MRec is an academic project. It targets for item recommendation from implicit feedback and rating prediction based recommendation. It supports cross validation and holdout evaluation. It includes several important algorithms tailored for implicit feedback, such as WRMF[1], content-aware collaborative filtering for implicit feedback[3], GWMF (graph regularized weighted matrix factorization).
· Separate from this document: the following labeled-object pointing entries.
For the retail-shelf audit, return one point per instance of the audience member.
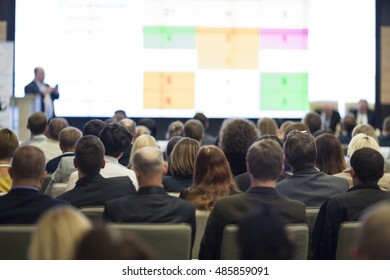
(58, 233)
(181, 165)
(307, 184)
(207, 139)
(24, 203)
(8, 144)
(330, 118)
(313, 122)
(263, 236)
(367, 168)
(265, 164)
(373, 236)
(51, 146)
(37, 124)
(213, 179)
(384, 139)
(151, 204)
(104, 244)
(92, 189)
(330, 155)
(235, 137)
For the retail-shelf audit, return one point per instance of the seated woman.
(8, 144)
(58, 232)
(181, 165)
(213, 179)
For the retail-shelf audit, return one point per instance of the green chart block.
(157, 37)
(284, 91)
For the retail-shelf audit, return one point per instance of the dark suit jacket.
(52, 164)
(231, 209)
(25, 206)
(97, 190)
(311, 186)
(150, 205)
(33, 88)
(340, 208)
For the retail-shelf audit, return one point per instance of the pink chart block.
(283, 38)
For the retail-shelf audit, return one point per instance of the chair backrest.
(168, 241)
(201, 221)
(230, 248)
(93, 213)
(14, 241)
(58, 189)
(345, 240)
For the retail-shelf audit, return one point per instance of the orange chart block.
(169, 90)
(228, 47)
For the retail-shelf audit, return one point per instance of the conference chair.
(93, 213)
(201, 221)
(168, 241)
(345, 240)
(230, 248)
(14, 241)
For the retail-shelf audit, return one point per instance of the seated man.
(367, 168)
(151, 204)
(92, 189)
(265, 164)
(307, 184)
(24, 204)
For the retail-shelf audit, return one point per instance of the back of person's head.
(175, 128)
(68, 138)
(8, 143)
(55, 127)
(267, 126)
(93, 127)
(265, 160)
(144, 140)
(373, 236)
(37, 123)
(365, 129)
(262, 236)
(330, 155)
(300, 150)
(203, 119)
(150, 124)
(115, 138)
(28, 162)
(359, 141)
(149, 161)
(368, 165)
(313, 121)
(104, 244)
(183, 156)
(89, 154)
(57, 234)
(295, 126)
(194, 129)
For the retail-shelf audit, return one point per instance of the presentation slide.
(172, 58)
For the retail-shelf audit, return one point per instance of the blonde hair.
(144, 140)
(57, 235)
(359, 141)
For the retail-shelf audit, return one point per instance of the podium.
(23, 108)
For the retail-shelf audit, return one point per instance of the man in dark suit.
(307, 184)
(48, 94)
(92, 189)
(24, 204)
(330, 118)
(367, 167)
(364, 115)
(264, 164)
(151, 204)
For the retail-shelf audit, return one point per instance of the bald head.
(28, 163)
Also it includes some state-of-the-art algorithm for location recommendation, such as IRenMF[4], GeoMF[2]. In the future, we will further implement algorithms including Bayesian personalized ranking based matrix factorization, non-negative matrix factorization, Poisson Matrix Factorization.
It is very simple to use via the portal "item_recommend". The following two parameters are mandatory
- a handle of algorithm, which take a user-item matrix as mandatory input, and other options by name-value pairs.
- a user-item preference matrix.
There are three types of library running schemes, including cross validation and holdout evaluation. (see test/dataset/test_script.m for more examples)
- The following command specifies cross validation, where 'folds' means the number of folds. And it returns 'metric' which records recall(1:200), precision(1:200), ndcg(1:200), map(1:200), AUC, MPR(Mean Percentile Rank), and 'elapsed' which records training and testing time respectively. There are two rows in recall, precision, ndcg and map, the first row indicate the average value and the second row is the standard deviation of cross validation. For example, recall(1,20) is the averaged recall@20 while recall(2,20) is the standard deviation of cross validation.
[summary, detail, elapsed] = item_recommend(@(mat) iccf(mat, 'K', 50, 'max_iter', 20), data, 'folds', 5);
which can be rewriten as
[summary, detail, elapsed] = item_recommend(@iccf, data, 'folds', 5, 'K', 50, 'max_iter', 20);
There are five types of matrix split methods, by specified by 'fold_mode', whose first three options
* 'un' (default) user-oriented split, splitting each user data into 'folds' folds.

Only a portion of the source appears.